GLUT1 is widely distributed in normal tissues. However, the increases of uptakes in 2-NBDG, a fluorescent substrate, were sodium dependent, and the increases were inhibited by phloridzin in SGLT1- or SGLT2-expressed COS-7 cells [2] and HEK293 cells [15]. In our data, phloridzin inhibited high K+-induced contraction and 2-NBDG uptake in a concentration-dependent manner in rat ileum. These results suggested that the phloridzin inhibited high K+-induced muscle contraction due to the inhibition of glucose uptake via SGLT but not GLUT1.

In clinical trials of dual SGLT1 and SGLT2 inhibitors, such as sotagliflozin, there was not much evidence for gastrointestinal adverse effects in type 2 diabetes mellitus patients or in healthy subjects [34,35,36]. In the present study, phloridzin inhibited high K+-induced muscle contraction through inhibition of SGLT1. Thus, this study supplies the finding that inhibition of SGLT1-evoked inactivity of gastrointestinal motility may be related to adverse effects of dual SGLT1 and SGLT2 inhibitors, such as sotagliflozin.
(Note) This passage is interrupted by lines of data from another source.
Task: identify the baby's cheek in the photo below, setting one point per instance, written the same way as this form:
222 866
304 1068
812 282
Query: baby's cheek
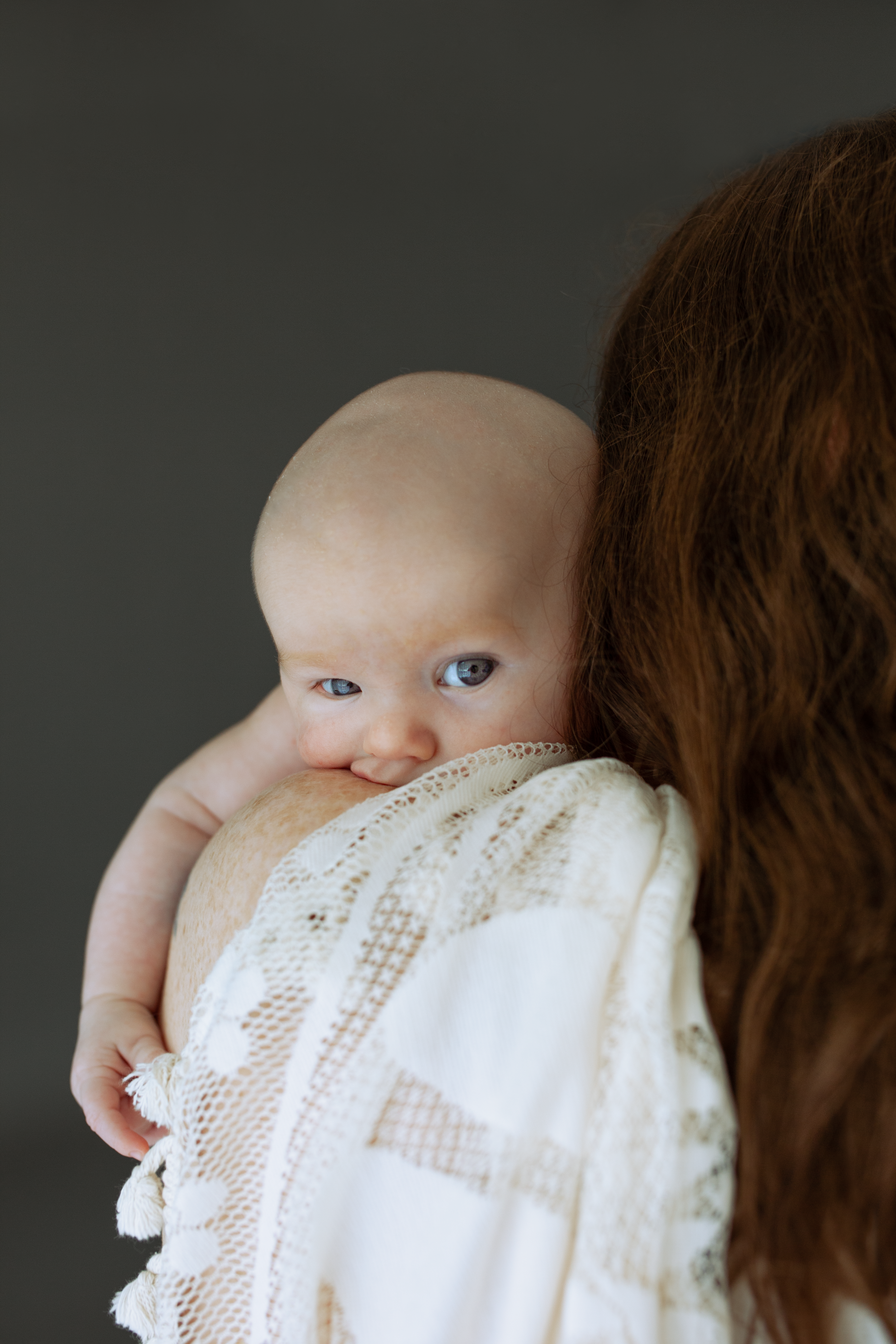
327 746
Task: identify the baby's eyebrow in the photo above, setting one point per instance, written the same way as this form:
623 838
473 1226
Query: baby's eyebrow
316 659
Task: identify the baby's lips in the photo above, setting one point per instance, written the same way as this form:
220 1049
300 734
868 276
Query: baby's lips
386 772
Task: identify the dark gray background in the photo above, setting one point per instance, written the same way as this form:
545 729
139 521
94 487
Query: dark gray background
221 221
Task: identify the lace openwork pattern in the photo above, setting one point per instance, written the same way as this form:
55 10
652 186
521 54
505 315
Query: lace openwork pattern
324 1045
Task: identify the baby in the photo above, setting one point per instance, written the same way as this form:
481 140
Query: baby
413 565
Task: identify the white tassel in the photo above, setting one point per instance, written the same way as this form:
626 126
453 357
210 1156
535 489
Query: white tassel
142 1201
150 1085
135 1306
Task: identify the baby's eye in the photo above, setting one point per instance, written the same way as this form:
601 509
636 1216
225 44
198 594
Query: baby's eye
468 673
338 686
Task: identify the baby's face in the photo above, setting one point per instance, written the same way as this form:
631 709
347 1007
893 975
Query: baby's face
398 655
413 565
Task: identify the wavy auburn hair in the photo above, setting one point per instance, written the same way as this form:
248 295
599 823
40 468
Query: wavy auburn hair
738 627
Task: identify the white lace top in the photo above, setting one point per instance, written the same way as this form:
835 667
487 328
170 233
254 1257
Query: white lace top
455 1084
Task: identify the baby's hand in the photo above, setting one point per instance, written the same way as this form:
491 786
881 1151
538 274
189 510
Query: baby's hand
115 1035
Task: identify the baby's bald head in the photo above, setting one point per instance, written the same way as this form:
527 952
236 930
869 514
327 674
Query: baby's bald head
438 455
433 510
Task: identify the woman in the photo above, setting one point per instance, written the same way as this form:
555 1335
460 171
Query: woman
739 635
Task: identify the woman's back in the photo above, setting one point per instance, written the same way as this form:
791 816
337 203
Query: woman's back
739 626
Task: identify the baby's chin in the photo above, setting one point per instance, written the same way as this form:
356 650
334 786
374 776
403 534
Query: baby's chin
390 772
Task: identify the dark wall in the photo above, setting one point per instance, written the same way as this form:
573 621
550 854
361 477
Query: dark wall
221 221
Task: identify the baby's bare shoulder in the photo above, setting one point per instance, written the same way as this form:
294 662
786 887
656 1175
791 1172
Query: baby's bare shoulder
232 871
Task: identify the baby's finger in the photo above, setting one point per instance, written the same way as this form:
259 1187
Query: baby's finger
144 1048
101 1103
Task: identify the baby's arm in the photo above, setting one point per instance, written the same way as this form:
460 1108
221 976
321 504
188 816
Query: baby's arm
136 904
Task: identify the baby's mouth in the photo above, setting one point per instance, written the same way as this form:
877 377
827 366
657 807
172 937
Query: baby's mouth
389 772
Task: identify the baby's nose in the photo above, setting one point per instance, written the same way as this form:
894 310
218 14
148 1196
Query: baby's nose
394 737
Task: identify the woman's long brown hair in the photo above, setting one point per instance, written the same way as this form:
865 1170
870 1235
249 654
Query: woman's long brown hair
739 634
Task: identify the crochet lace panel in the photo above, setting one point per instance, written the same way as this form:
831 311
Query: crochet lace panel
288 1066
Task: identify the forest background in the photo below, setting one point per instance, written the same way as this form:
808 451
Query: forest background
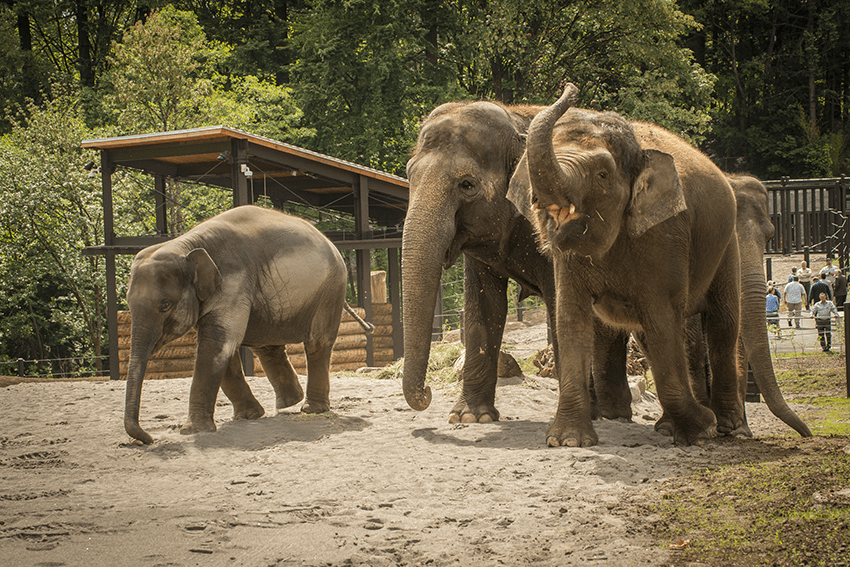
761 86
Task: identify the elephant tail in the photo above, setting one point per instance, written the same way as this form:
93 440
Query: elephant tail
368 327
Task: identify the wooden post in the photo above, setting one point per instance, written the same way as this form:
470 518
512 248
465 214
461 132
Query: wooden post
106 169
364 257
846 345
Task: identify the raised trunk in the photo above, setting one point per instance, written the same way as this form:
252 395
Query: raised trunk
142 343
543 169
756 344
428 232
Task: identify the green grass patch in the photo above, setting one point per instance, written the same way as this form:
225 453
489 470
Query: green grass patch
780 502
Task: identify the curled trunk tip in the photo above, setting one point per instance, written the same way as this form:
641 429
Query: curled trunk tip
418 398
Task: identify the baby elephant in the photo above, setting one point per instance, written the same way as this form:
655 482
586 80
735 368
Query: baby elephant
249 276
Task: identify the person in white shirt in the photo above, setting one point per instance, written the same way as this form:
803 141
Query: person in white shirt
795 297
805 273
822 312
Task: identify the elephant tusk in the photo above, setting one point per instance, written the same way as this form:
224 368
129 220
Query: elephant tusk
562 215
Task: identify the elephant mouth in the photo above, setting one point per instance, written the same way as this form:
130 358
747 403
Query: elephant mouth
563 215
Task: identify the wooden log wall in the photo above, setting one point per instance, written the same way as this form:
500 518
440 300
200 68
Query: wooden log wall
177 358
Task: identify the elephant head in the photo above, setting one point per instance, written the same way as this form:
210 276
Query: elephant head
598 183
164 294
754 229
459 172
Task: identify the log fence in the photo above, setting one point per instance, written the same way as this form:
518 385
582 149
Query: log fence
177 358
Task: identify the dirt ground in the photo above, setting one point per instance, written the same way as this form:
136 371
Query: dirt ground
370 483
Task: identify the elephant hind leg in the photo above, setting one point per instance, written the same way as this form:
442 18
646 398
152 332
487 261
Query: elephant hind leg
318 376
235 387
281 374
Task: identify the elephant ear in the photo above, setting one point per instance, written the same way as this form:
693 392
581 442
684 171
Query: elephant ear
519 190
207 278
656 195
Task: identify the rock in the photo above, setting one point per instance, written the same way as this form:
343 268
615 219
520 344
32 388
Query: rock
508 366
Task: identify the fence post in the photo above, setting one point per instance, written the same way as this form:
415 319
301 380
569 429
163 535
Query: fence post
846 345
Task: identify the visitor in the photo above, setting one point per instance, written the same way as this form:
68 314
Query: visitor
772 310
818 287
827 273
805 274
822 312
839 289
795 297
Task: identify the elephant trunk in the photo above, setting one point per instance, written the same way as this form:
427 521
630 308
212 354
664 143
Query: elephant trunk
756 344
142 343
544 171
429 229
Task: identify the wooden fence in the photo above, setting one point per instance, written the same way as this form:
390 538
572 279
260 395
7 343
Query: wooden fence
177 358
809 215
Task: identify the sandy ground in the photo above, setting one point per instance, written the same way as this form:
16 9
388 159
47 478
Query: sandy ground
372 482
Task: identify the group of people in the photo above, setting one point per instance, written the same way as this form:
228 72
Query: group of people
813 291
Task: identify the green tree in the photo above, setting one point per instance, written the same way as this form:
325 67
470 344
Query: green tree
367 71
50 208
783 84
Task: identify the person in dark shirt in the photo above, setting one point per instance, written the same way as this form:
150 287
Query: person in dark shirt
818 287
839 288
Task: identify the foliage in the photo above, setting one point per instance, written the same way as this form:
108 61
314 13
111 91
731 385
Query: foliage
159 78
785 503
51 207
781 98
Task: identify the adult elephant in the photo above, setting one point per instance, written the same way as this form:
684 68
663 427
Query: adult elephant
638 224
459 174
249 276
754 229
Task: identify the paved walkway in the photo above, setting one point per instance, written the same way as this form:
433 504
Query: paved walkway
805 339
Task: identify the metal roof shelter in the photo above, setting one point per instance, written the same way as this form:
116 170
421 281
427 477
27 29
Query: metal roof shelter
253 166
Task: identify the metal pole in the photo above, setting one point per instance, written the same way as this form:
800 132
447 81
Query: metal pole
846 345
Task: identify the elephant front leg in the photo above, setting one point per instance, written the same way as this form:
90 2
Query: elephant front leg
691 422
211 365
281 375
610 383
485 308
234 386
721 330
572 426
318 377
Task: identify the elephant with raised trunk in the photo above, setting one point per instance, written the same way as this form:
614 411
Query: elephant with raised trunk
638 224
249 276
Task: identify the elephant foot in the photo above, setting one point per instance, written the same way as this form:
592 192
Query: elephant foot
288 399
197 425
311 406
463 413
665 426
733 425
251 410
698 430
571 433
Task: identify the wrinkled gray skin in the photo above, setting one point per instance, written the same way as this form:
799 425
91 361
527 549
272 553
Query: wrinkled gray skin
754 229
638 224
249 276
459 174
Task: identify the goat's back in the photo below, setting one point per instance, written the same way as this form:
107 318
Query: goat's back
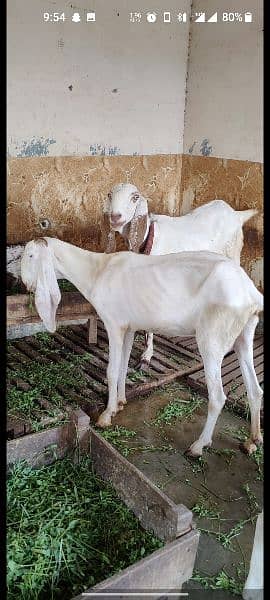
214 227
155 292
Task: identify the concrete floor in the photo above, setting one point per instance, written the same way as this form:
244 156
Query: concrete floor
217 481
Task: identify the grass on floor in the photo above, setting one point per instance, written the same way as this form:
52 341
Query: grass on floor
66 531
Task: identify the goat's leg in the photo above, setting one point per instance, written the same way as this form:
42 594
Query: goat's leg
243 347
121 386
115 354
212 370
147 354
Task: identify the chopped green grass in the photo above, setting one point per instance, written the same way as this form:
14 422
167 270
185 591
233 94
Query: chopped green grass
66 531
178 409
222 581
44 379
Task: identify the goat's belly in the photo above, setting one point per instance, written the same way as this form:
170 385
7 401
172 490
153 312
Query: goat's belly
162 326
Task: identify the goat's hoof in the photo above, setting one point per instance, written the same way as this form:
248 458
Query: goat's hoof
104 421
143 365
248 447
121 404
192 454
258 441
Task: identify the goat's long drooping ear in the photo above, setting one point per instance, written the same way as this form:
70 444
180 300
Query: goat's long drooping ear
138 226
107 234
47 295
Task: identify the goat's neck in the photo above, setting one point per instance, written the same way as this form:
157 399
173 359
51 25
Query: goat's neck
80 267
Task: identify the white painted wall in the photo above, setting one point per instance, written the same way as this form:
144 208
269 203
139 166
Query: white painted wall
145 62
225 83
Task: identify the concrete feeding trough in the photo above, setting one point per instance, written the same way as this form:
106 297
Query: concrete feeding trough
165 569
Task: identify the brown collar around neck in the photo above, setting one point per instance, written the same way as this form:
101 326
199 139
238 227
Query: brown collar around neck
146 246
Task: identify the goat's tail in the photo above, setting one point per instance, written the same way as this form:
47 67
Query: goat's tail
245 215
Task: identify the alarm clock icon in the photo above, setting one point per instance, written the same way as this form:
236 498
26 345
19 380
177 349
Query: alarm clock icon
151 17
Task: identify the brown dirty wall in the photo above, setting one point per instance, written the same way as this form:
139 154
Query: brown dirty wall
67 194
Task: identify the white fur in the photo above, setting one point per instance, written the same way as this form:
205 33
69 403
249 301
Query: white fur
190 293
215 227
253 589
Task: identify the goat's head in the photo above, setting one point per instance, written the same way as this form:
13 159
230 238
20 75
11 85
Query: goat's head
38 275
127 212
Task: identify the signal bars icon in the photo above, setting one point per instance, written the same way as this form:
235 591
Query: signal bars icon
201 18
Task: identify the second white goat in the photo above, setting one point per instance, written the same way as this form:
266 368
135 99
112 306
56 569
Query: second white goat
201 294
215 227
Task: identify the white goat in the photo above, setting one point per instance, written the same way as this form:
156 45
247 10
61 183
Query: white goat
253 589
215 227
190 293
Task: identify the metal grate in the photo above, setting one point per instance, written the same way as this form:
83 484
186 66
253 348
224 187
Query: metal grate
169 361
177 357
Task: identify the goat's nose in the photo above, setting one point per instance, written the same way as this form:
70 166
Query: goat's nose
115 217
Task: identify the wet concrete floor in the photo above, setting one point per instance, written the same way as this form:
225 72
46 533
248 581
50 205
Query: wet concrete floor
225 486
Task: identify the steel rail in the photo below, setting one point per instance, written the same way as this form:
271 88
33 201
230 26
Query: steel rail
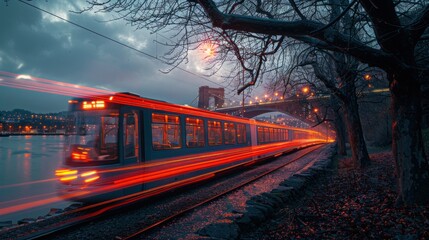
187 210
101 210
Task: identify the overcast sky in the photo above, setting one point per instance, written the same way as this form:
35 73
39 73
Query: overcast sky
35 43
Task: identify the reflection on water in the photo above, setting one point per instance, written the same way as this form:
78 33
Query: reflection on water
26 164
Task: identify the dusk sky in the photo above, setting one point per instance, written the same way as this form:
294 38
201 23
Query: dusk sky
37 44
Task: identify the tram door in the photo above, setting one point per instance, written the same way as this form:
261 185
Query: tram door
131 150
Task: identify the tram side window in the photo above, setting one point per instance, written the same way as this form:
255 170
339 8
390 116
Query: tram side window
131 144
267 135
194 132
260 134
214 132
165 131
229 133
241 133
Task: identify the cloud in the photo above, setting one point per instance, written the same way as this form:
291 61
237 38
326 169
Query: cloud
41 45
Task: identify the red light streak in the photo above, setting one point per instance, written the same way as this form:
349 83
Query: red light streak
91 179
86 174
72 90
66 179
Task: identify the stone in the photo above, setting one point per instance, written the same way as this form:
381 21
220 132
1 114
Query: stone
222 229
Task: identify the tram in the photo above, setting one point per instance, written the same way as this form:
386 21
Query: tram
125 144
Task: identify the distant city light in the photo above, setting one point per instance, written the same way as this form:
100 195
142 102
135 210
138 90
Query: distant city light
305 90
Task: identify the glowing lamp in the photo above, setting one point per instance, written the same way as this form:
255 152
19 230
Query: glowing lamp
93 105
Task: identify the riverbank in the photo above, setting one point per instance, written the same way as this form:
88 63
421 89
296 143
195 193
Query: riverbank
349 204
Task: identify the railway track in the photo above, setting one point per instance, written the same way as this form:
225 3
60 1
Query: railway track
75 219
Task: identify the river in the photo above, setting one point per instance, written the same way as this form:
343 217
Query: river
27 176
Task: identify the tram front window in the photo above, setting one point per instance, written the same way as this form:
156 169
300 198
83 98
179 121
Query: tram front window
93 137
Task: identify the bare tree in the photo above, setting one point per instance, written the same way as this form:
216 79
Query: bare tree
388 43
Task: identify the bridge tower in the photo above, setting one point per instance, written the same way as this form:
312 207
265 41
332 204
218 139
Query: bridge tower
205 93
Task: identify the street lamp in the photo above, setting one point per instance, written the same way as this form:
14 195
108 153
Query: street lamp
367 77
305 89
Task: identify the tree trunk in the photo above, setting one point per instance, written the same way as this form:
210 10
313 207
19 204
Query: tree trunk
412 166
340 130
360 155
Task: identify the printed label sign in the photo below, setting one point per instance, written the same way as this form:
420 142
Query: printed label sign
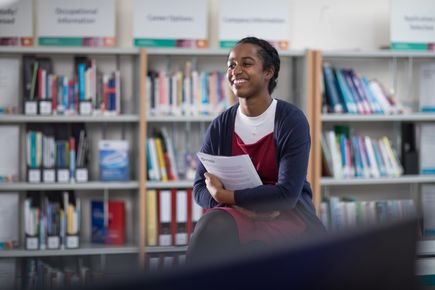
413 24
76 23
266 19
170 23
16 24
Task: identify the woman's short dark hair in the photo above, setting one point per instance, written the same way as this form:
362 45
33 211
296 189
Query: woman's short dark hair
269 56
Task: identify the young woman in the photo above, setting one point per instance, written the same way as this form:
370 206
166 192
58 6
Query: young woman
275 134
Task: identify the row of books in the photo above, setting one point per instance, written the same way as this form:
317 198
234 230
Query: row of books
190 93
166 261
41 274
347 155
48 151
52 220
171 217
347 91
164 163
87 92
341 214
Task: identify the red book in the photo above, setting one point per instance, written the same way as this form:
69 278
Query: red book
189 225
173 215
116 227
54 92
41 84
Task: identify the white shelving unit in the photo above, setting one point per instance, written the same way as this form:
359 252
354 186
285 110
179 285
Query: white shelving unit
125 125
399 70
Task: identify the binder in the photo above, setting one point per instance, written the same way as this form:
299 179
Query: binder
181 218
165 217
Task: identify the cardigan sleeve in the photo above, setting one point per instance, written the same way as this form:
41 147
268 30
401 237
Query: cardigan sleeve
200 192
293 145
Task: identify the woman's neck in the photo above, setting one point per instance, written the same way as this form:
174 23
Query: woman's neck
253 107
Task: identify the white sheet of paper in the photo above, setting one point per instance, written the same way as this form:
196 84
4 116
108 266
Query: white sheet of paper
235 172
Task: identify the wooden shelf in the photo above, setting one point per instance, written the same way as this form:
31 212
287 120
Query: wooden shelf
377 54
169 119
85 249
405 179
170 184
130 118
169 249
414 117
93 185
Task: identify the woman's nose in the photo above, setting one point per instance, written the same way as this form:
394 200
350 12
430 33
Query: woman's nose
237 69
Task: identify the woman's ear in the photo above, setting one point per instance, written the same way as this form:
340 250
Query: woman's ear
268 73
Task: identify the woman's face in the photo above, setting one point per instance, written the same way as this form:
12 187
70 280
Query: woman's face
245 72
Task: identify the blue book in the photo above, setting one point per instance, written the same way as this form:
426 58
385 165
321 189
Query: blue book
346 95
81 67
97 222
114 160
332 94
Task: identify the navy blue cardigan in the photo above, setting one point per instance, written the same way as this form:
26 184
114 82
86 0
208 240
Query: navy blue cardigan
292 137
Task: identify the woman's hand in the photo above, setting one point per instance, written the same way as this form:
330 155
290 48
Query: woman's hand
217 190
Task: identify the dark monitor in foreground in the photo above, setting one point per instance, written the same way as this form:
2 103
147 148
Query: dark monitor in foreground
375 258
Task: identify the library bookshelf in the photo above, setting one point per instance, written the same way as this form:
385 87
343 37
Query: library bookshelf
135 124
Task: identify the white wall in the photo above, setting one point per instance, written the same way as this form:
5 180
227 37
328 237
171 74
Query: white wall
319 24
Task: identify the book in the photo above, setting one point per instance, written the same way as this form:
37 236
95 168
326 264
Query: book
151 217
427 87
116 223
9 217
114 160
108 228
427 147
235 172
331 89
98 228
9 157
165 217
9 84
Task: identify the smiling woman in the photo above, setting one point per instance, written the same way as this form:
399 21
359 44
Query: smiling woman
275 135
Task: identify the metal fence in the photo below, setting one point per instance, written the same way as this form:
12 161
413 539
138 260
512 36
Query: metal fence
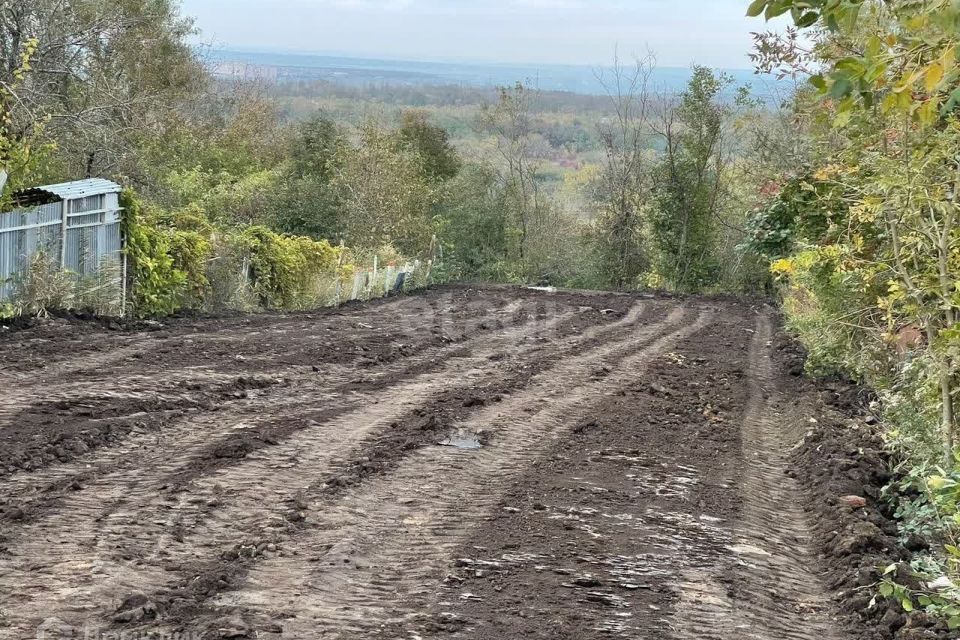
81 236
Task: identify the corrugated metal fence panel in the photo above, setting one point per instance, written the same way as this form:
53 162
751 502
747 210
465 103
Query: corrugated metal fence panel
24 232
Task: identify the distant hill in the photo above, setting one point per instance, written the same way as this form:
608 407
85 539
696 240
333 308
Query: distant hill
282 67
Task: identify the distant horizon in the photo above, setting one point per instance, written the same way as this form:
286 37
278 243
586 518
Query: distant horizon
556 32
371 56
283 65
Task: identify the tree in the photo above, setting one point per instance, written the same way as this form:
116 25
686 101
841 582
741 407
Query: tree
438 157
509 120
624 182
688 181
887 73
104 74
384 196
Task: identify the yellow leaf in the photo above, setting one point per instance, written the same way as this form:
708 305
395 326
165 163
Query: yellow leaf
949 59
933 77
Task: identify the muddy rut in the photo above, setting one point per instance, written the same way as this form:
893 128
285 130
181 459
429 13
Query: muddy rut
482 463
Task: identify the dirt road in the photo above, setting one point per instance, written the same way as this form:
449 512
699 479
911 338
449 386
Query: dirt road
493 463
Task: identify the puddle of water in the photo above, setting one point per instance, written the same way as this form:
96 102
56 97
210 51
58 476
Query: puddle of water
462 441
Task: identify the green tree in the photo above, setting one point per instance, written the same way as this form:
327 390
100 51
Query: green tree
687 183
439 159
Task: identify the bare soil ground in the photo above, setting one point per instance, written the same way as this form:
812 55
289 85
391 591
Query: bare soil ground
464 463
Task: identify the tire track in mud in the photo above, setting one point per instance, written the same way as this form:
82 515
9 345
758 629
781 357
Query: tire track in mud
388 540
223 437
767 591
91 567
165 428
75 373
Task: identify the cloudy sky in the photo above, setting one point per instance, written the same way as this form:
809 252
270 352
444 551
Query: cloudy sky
681 32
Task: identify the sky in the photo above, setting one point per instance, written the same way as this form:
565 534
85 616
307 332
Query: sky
587 32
In summary, phloridzin inhibited high K+-induced muscle contraction due to the inhibition of SGLT1, resulting in the decrease of glucose uptake in rat ileum. Moreover, this study indicates that phloridzin strongly inhibited high K+-induced muscle contraction in phasic muscle, such as the ileum, rather than tonic muscle, such as the aorta, and the difference is due to the expression of SGLT1.